There were many architects of this victory. There was Jonny Bairstow, who again contributed valuable runs - no England wicketkeeper has scored as many runs in a Test series since 2007 - and claimed nine catches and run-out. There was Joe Root, who confirmed his position alongside Steven Smith, Virat Kohli and Kane Williamson as one of the best young batsmen in the world with an innings that dwarfed all other batting performances in the match. There was Stokes, who batted and bowled with a class that is becoming familiar. And there was Broad.
There have been a couple of key differences between the sides in this series. The first, and most obvious, is the depth of the England side in batting and bowling. Whereas England have nearly always (Cape Town pushed this theory to its limits) had a fresh bowler to turn to, South Africa have rotated four decent bowlers to the point of exhaustion. The rise of Ben Stokes and the departure of Jacques Kallis has changed the dynamic between these teams drastically since 2012.
The other key difference is harder to quantify. But while much of the talk around the South Africa camp in recent weeks has been about potential retirements and T20 commitments, the talk in the England camp has been about winning this Test series. The fact is, England's players can afford to focus entirely on Test cricket.
That's why, when the BCCI announce the list of players involved in the IPL auction, there will be no Alex Hales, no Moeen Ali (the first Andrew Strauss knew of his intention to enter into the auction was when he read it on ESPNcricinfo), no David Willey and no Adil Rashid. In a perfect world, all of them would love to go. But they value a Test place above all and the benefit of the ECB's relative financial strength is they need not prioritise T20 for their long-term financial future. Right or wrong, money talks in international cricket these days.

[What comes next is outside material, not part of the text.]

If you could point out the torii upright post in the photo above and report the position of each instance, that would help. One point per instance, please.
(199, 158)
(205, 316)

There have been many parallels in this series to the last encounter between these sides in 2012. At that time, England were the No. 1 side, on the wane and beset by internal troubles, and South Africa the hungry challengers, pushing for the crown and on the brink of a few years of Test domination.
This time the roles are reversed. It is too early to say whether England will go on to enjoy a similar period at the top of the rankings, but they are heading in the right direction.